Dynamics of vortex defect formation in two dimensional Coulomb crystals

TL;DR

This paper investigates how topological vortices form in two-dimensional Coulomb crystals during a phase transition, using simulations and theory to understand defect creation and relaxation dynamics.

Contribution

It demonstrates the formation of stable vortices during a structural phase transition in ion Coulomb crystals and connects defect density scaling to Kibble-Zurek theory.

Findings

Vortex defects are created during the phase transition.

Defect density scales with quench rate as predicted by Kibble-Zurek.

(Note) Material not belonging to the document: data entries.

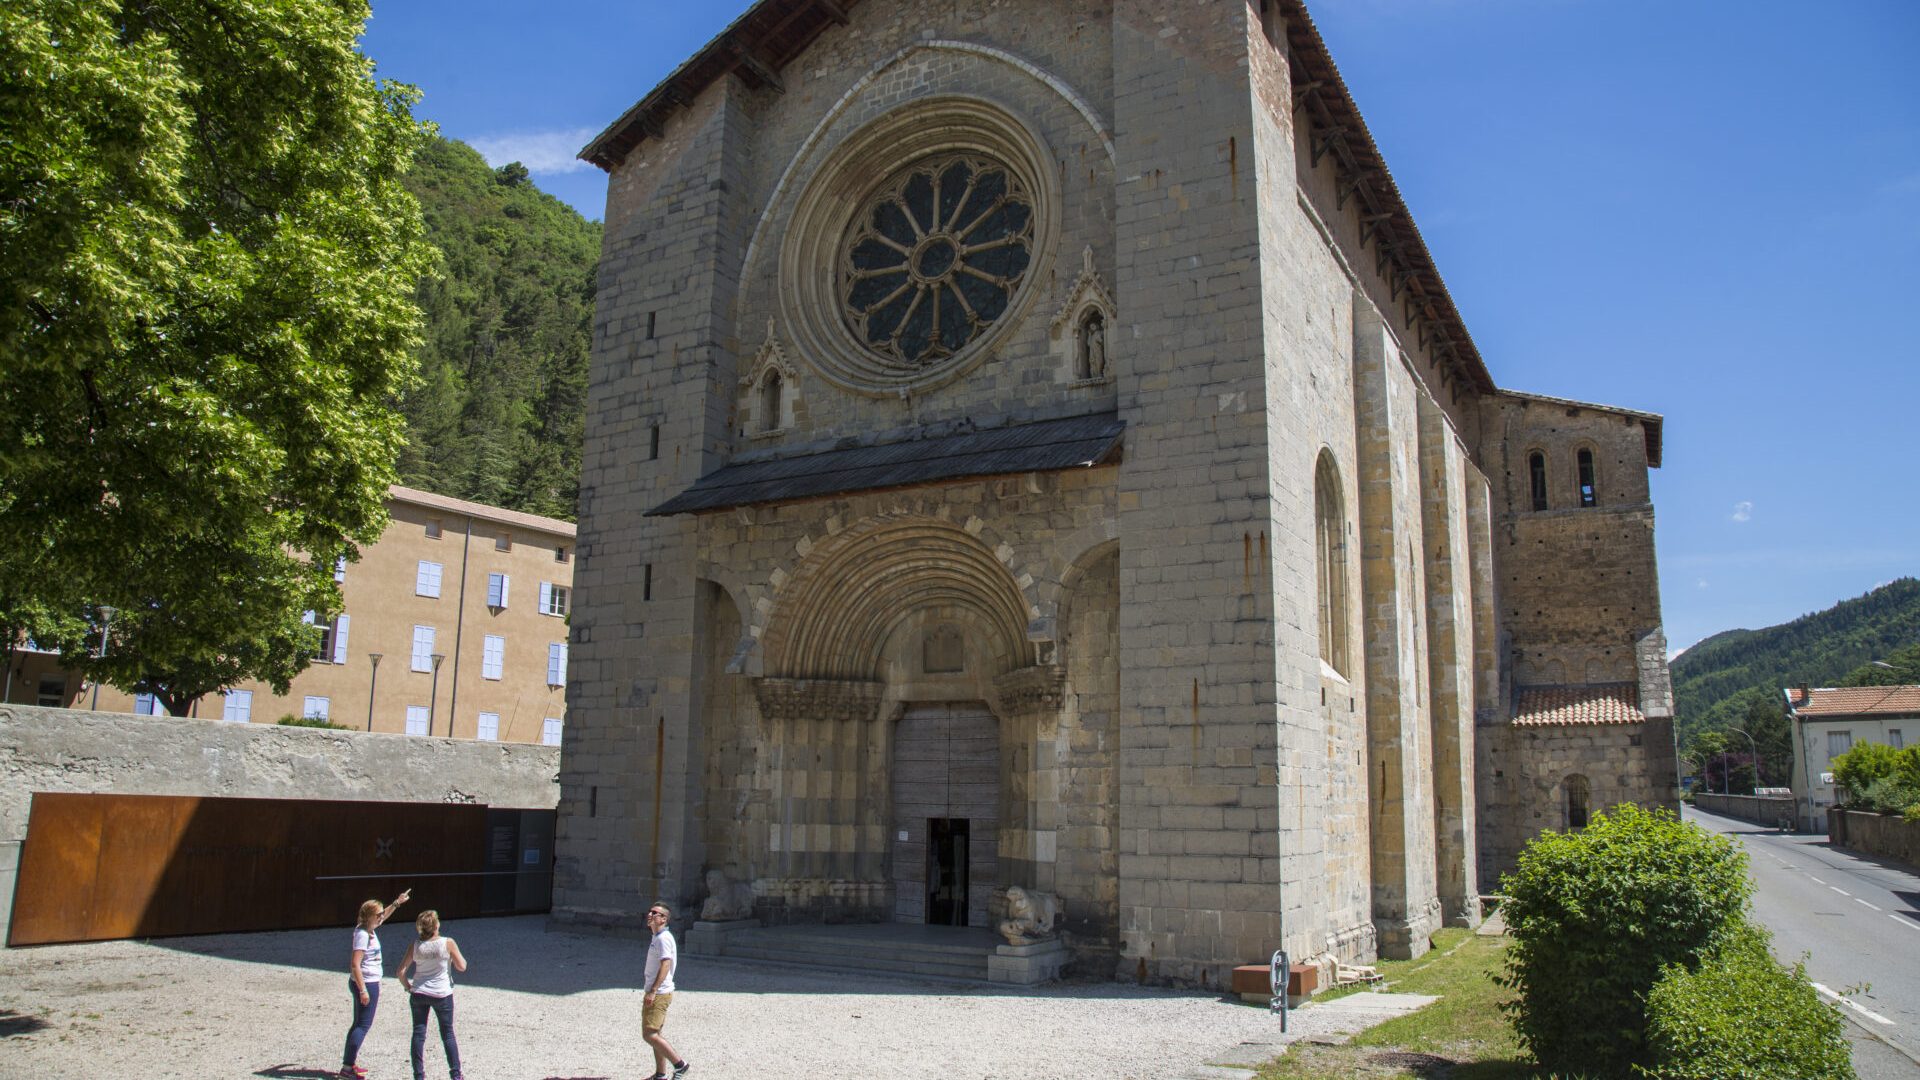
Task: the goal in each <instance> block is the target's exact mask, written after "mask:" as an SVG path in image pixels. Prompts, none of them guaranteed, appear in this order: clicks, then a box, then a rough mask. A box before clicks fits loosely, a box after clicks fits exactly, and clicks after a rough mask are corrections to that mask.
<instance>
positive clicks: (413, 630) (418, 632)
mask: <svg viewBox="0 0 1920 1080" xmlns="http://www.w3.org/2000/svg"><path fill="white" fill-rule="evenodd" d="M413 671H434V628H432V626H415V628H413Z"/></svg>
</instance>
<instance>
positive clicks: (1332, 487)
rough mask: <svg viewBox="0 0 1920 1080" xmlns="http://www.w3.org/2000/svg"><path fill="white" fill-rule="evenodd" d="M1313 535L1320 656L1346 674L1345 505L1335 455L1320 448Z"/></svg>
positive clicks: (1316, 484) (1345, 538) (1350, 621)
mask: <svg viewBox="0 0 1920 1080" xmlns="http://www.w3.org/2000/svg"><path fill="white" fill-rule="evenodd" d="M1313 538H1315V559H1317V567H1315V571H1317V586H1319V636H1321V659H1323V661H1327V665H1329V667H1332V669H1334V671H1338V673H1340V675H1346V632H1348V625H1350V623H1352V617H1350V613H1348V594H1346V507H1344V500H1342V498H1340V473H1338V469H1334V463H1332V455H1331V454H1327V452H1321V459H1319V467H1317V469H1315V471H1313Z"/></svg>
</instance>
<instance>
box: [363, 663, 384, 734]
mask: <svg viewBox="0 0 1920 1080" xmlns="http://www.w3.org/2000/svg"><path fill="white" fill-rule="evenodd" d="M380 655H382V653H367V659H371V661H372V675H369V676H367V730H372V692H374V688H376V686H380Z"/></svg>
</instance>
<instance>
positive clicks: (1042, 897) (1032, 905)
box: [998, 886, 1060, 945]
mask: <svg viewBox="0 0 1920 1080" xmlns="http://www.w3.org/2000/svg"><path fill="white" fill-rule="evenodd" d="M1058 917H1060V901H1058V899H1054V894H1050V892H1027V890H1023V888H1020V886H1008V890H1006V919H1002V920H1000V926H998V930H1000V936H1002V938H1006V944H1008V945H1031V944H1033V942H1041V940H1046V938H1050V936H1052V934H1054V919H1058Z"/></svg>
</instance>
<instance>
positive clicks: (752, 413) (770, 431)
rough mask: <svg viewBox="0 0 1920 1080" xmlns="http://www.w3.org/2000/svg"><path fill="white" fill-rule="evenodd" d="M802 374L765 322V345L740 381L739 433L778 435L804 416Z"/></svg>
mask: <svg viewBox="0 0 1920 1080" xmlns="http://www.w3.org/2000/svg"><path fill="white" fill-rule="evenodd" d="M799 377H801V373H799V369H797V367H795V365H793V361H791V359H787V350H785V348H781V344H780V338H778V336H776V332H774V321H772V319H768V321H766V342H764V344H762V346H760V348H758V352H755V354H753V363H749V365H747V371H745V373H743V375H741V379H739V404H737V415H739V432H741V434H747V436H760V434H776V432H781V430H787V429H789V427H793V425H795V421H797V419H799V415H801V411H803V409H801V379H799Z"/></svg>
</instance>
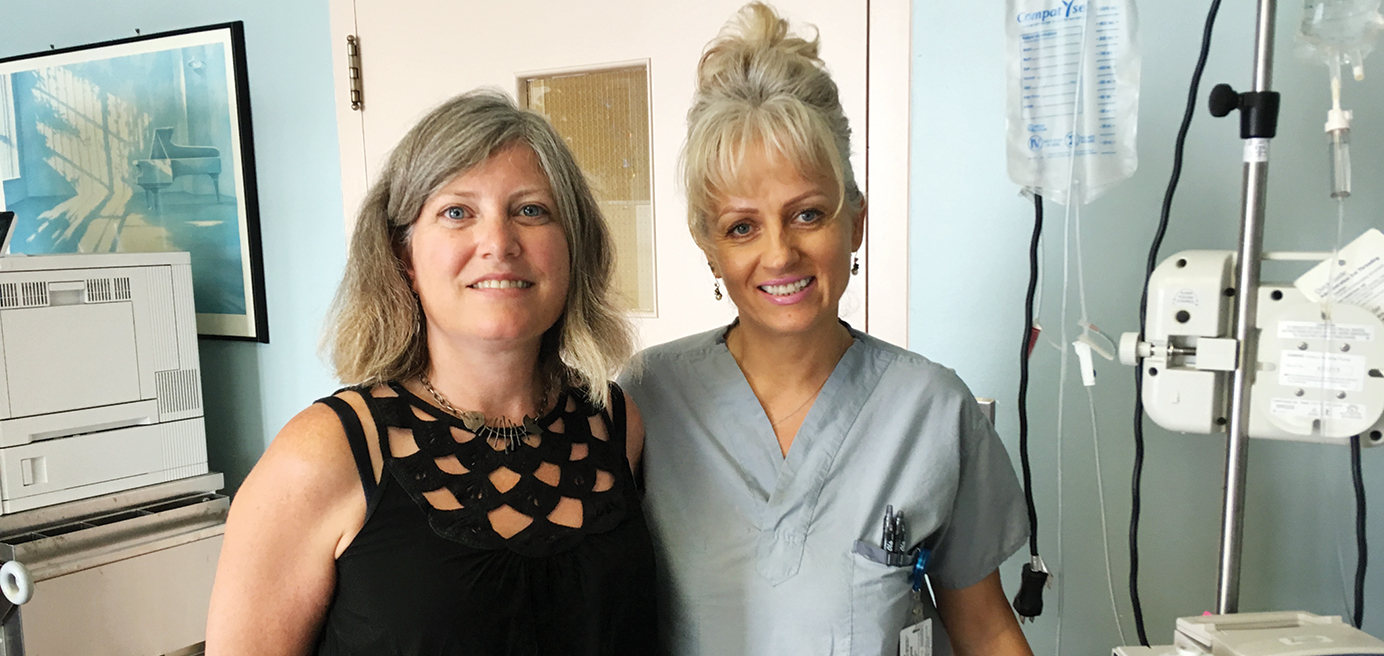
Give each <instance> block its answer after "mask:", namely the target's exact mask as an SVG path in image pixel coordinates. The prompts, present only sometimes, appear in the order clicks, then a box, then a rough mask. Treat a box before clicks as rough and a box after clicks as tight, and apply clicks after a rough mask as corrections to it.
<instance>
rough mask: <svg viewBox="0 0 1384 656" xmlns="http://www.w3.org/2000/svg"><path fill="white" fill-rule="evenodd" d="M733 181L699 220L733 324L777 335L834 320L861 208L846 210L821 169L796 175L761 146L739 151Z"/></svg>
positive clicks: (838, 305)
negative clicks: (703, 225) (741, 153)
mask: <svg viewBox="0 0 1384 656" xmlns="http://www.w3.org/2000/svg"><path fill="white" fill-rule="evenodd" d="M735 185H736V190H735V191H734V192H728V194H725V195H724V197H721V198H720V199H718V203H717V212H716V213H714V216H711V217H709V220H707V244H706V255H707V259H709V260H710V262H711V267H713V270H714V271H716V274H717V275H718V277H720V278H721V280H722V281H724V282H725V289H727V292H728V293H729V295H731V300H734V302H735V306H736V309H738V310H739V316H740V324H742V325H747V327H754V328H758V329H765V331H768V332H781V334H797V332H805V331H811V329H815V328H821V327H822V325H823V324H835V322H836V320H837V318H836V317H837V310H839V306H840V300H841V295H843V293H846V285H847V282H848V281H850V268H851V252H854V250H855V249H858V248H859V245H861V241H862V239H864V226H865V217H864V213H861V216H857V217H851V216H848V210H846V209H844V208H841V203H840V199H839V194H837V185H836V183H835V181H833V180H832V177H830V176H829V174H826V176H823V174H811V176H810V177H804V174H803V172H799V170H797V167H794V166H793V165H792V163H789V162H787V161H786V159H785V158H782V156H778V155H776V154H772V152H767V151H765V149H764V148H750V149H749V151H746V154H745V161H743V162H742V165H740V167H739V170H738V172H736V176H735ZM839 208H840V209H839Z"/></svg>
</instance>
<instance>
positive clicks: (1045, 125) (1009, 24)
mask: <svg viewBox="0 0 1384 656" xmlns="http://www.w3.org/2000/svg"><path fill="white" fill-rule="evenodd" d="M1006 7H1008V10H1009V11H1008V12H1006V22H1008V26H1006V36H1008V57H1009V64H1008V69H1009V76H1008V86H1009V94H1008V95H1009V107H1008V126H1009V127H1008V141H1009V143H1008V155H1009V177H1010V180H1013V181H1014V183H1016V184H1019V185H1021V187H1024V188H1028V190H1032V191H1035V192H1038V194H1042V195H1044V197H1048V198H1052V199H1055V201H1057V202H1062V203H1066V202H1068V195H1071V197H1073V198H1071V201H1075V202H1078V203H1086V202H1089V201H1092V199H1093V198H1096V197H1098V195H1100V194H1102V192H1103V191H1106V190H1107V188H1110V187H1111V185H1113V184H1116V183H1118V181H1121V180H1124V179H1127V177H1129V176H1132V174H1133V172H1135V169H1136V167H1138V165H1139V161H1138V154H1136V151H1135V141H1136V129H1138V108H1139V58H1140V55H1139V44H1138V12H1136V11H1135V4H1133V0H1008V1H1006Z"/></svg>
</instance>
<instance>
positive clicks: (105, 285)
mask: <svg viewBox="0 0 1384 656" xmlns="http://www.w3.org/2000/svg"><path fill="white" fill-rule="evenodd" d="M195 317H197V314H195V310H194V307H192V275H191V264H190V257H188V255H187V253H82V255H47V256H7V257H0V515H10V513H14V512H21V511H29V509H35V508H42V507H48V505H54V504H62V502H68V501H73V500H80V498H87V497H97V495H102V494H111V493H118V491H122V490H130V489H136V487H143V486H151V484H156V483H163V482H169V480H176V479H184V477H188V476H197V475H202V473H208V468H206V430H205V426H203V423H202V394H201V371H199V365H198V353H197V322H195Z"/></svg>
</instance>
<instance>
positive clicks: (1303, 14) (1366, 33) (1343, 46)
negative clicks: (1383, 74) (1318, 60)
mask: <svg viewBox="0 0 1384 656" xmlns="http://www.w3.org/2000/svg"><path fill="white" fill-rule="evenodd" d="M1380 30H1384V17H1381V15H1380V0H1306V4H1305V6H1304V7H1302V26H1301V29H1300V30H1298V36H1297V42H1298V53H1300V54H1302V55H1306V57H1312V58H1318V60H1320V61H1322V62H1324V64H1326V65H1327V66H1331V68H1333V76H1334V75H1336V66H1340V65H1341V64H1345V65H1349V66H1351V68H1354V69H1355V79H1356V80H1359V79H1363V78H1365V57H1367V55H1369V54H1370V51H1372V50H1374V37H1376V36H1377V35H1378V32H1380Z"/></svg>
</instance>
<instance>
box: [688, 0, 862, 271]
mask: <svg viewBox="0 0 1384 656" xmlns="http://www.w3.org/2000/svg"><path fill="white" fill-rule="evenodd" d="M818 50H819V43H818V35H817V33H815V29H814V33H812V36H811V39H805V37H803V36H800V35H794V33H793V32H792V30H790V29H789V24H787V21H786V19H785V18H782V17H779V14H778V12H776V11H774V8H772V7H770V6H767V4H764V3H760V1H753V3H750V4H746V6H745V7H742V8H740V10H739V11H736V14H735V15H734V17H732V18H731V21H729V22H727V25H725V28H722V29H721V32H720V35H717V37H716V39H713V40H711V43H709V44H707V47H706V51H703V54H702V61H700V62H699V64H698V71H696V76H698V89H696V94H695V95H693V98H692V108H691V109H688V140H686V144H685V145H684V148H682V161H681V166H682V181H684V187H685V190H686V195H688V228H689V230H691V231H692V237H693V238H695V239H696V241H698V242H699V244H703V245H704V244H706V238H707V235H709V233H707V219H709V217H710V216H713V215H714V213H716V203H717V198H720V197H722V195H724V194H725V192H728V191H731V190H734V188H735V187H736V184H738V183H736V181H738V176H739V169H740V165H742V162H743V161H745V152H746V151H747V149H750V148H767V149H768V151H771V152H772V154H775V155H778V156H781V158H783V161H786V162H787V163H790V165H793V166H796V167H797V169H799V172H803V173H804V174H823V176H826V177H828V179H830V180H835V181H836V185H837V192H839V195H837V202H839V206H837V210H844V212H848V213H851V215H857V216H858V213H859V212H861V209H862V208H864V203H865V198H864V195H862V194H861V191H859V188H858V187H857V184H855V173H854V172H853V170H851V163H850V154H851V129H850V123H848V122H847V119H846V112H844V109H841V101H840V95H839V93H837V89H836V82H833V80H832V76H830V73H828V71H826V65H825V64H823V62H822V60H821V57H818Z"/></svg>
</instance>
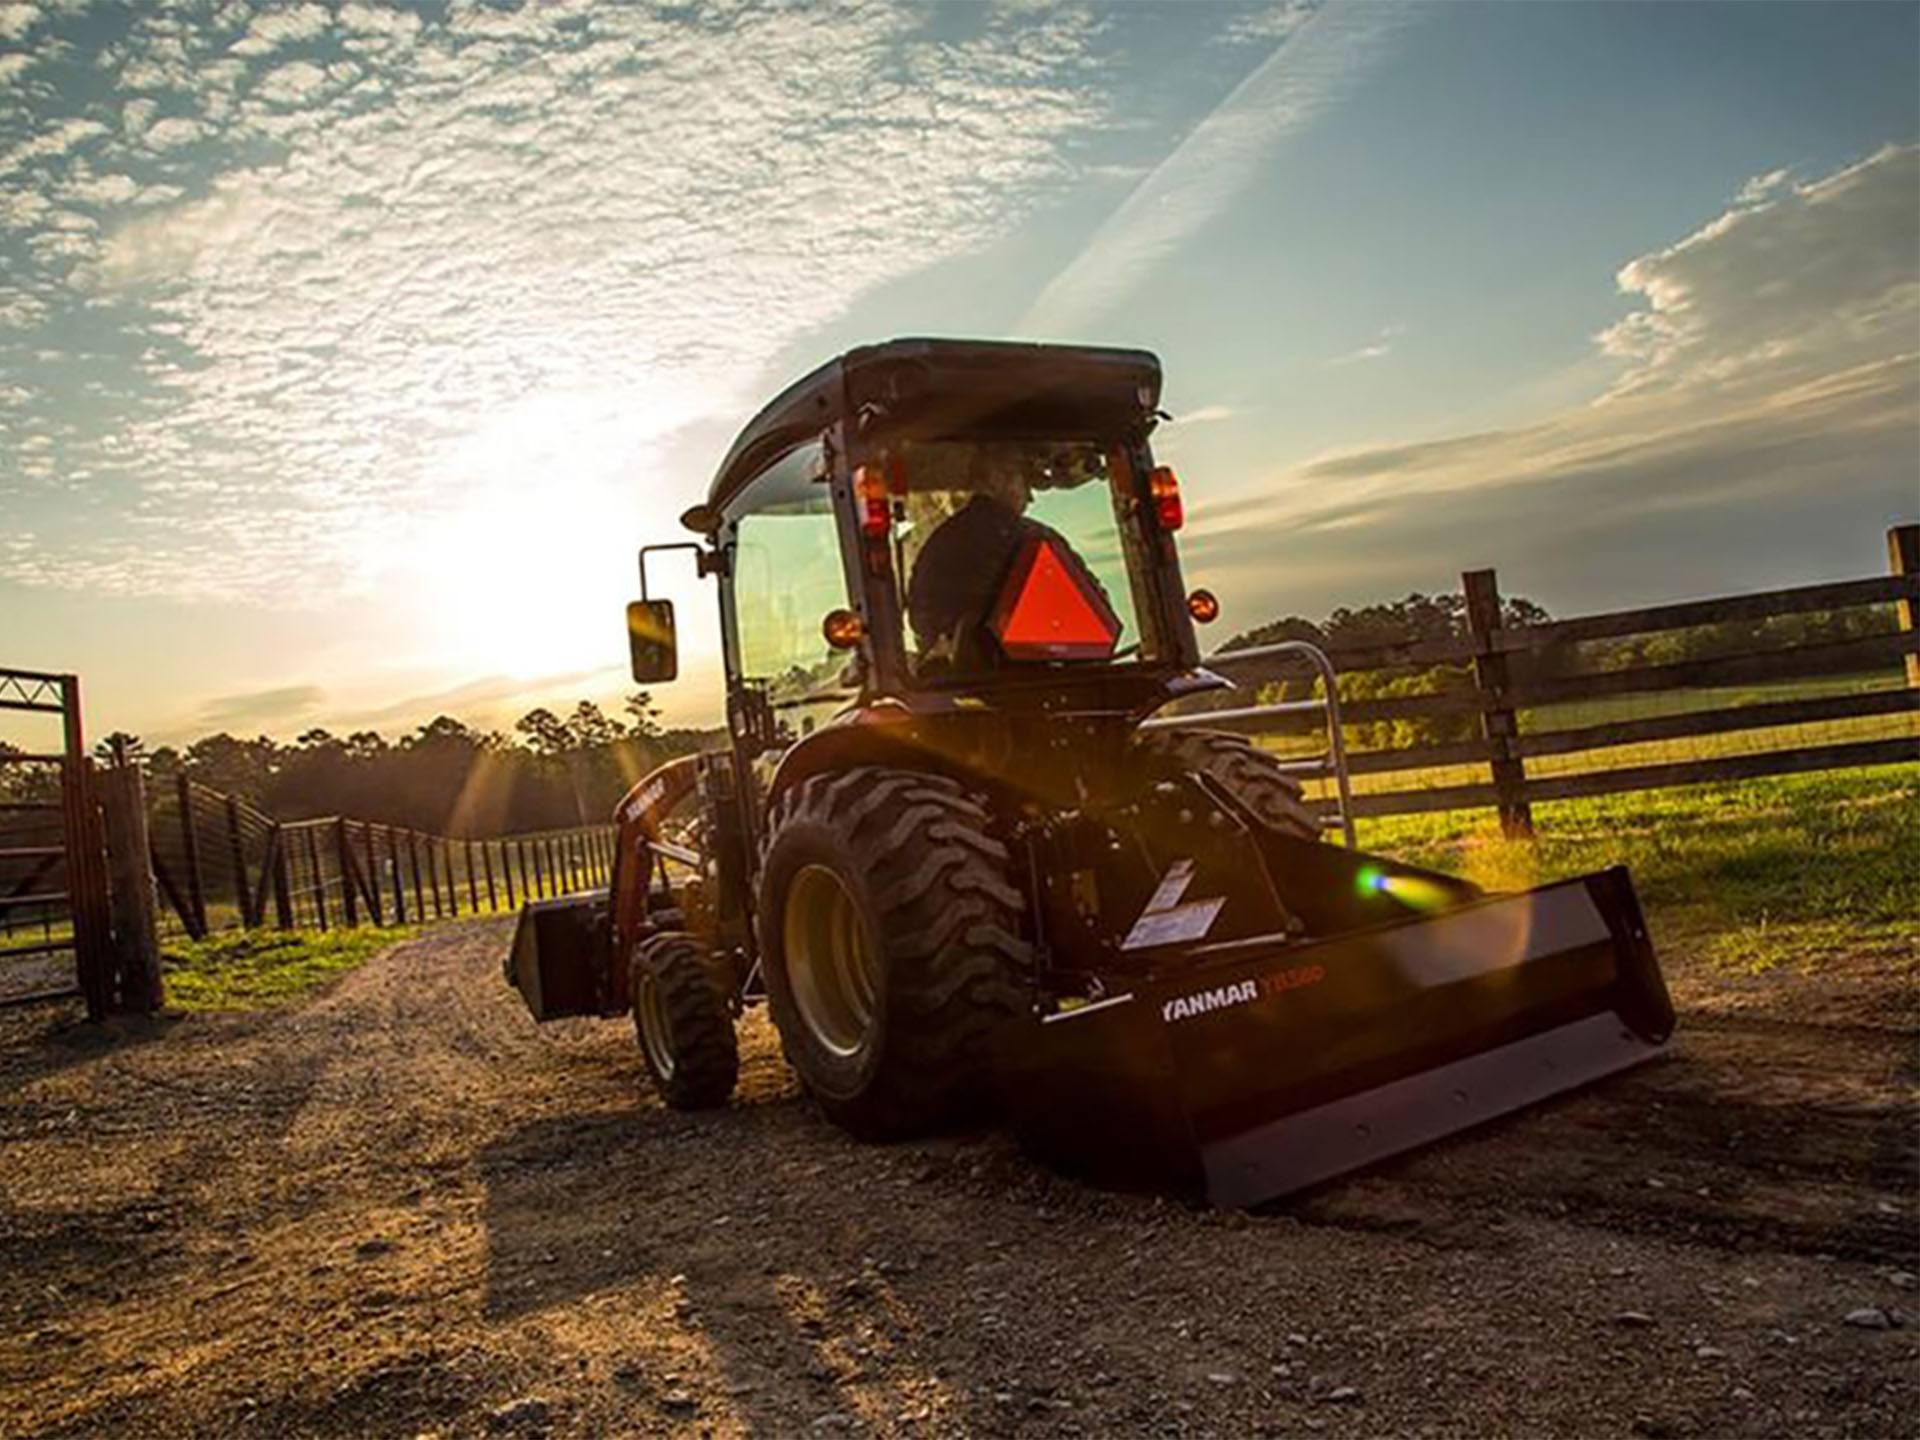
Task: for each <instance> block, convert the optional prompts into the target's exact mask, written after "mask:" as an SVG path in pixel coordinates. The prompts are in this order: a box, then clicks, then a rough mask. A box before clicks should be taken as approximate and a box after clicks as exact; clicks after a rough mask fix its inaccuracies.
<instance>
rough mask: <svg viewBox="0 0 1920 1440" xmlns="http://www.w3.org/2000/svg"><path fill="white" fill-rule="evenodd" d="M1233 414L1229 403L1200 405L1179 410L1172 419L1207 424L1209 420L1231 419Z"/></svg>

Vortex-antivortex pairs annihilate, leading to diffusive defect relaxation.

Abstract

We study the non-equilibrium dynamics of two dimensional planar ion Coulomb crystals undergoing a structural buckling transition to a three plane configuration, driven by a reduction of the transverse confining frequency. This phase transition can be theoretically modeled using a mapping to a two dimensional Ginzburg-Landau theory with complex order parameter field. We demonstrate that finite rate quenches result in creation of stable topological vortices, which are localized point regions around which the phase of the order parameter field winds a multiple of 2{\pi}. The density of the defects as a function of quench rate is investigated using molecular dynamics simulations and its scaling is shown to be consistent with Kibble-Zurek theory of defect formation. Following the quench, the annihilation of vortex and anti-vortex pairs results in the relaxation of defect density that follows a diffusive scaling with a logarithmic correction. This work highlights the potential for investigating complex non-equilibrium statistical physics of topological defects in an experimentally accessible ion trap setting.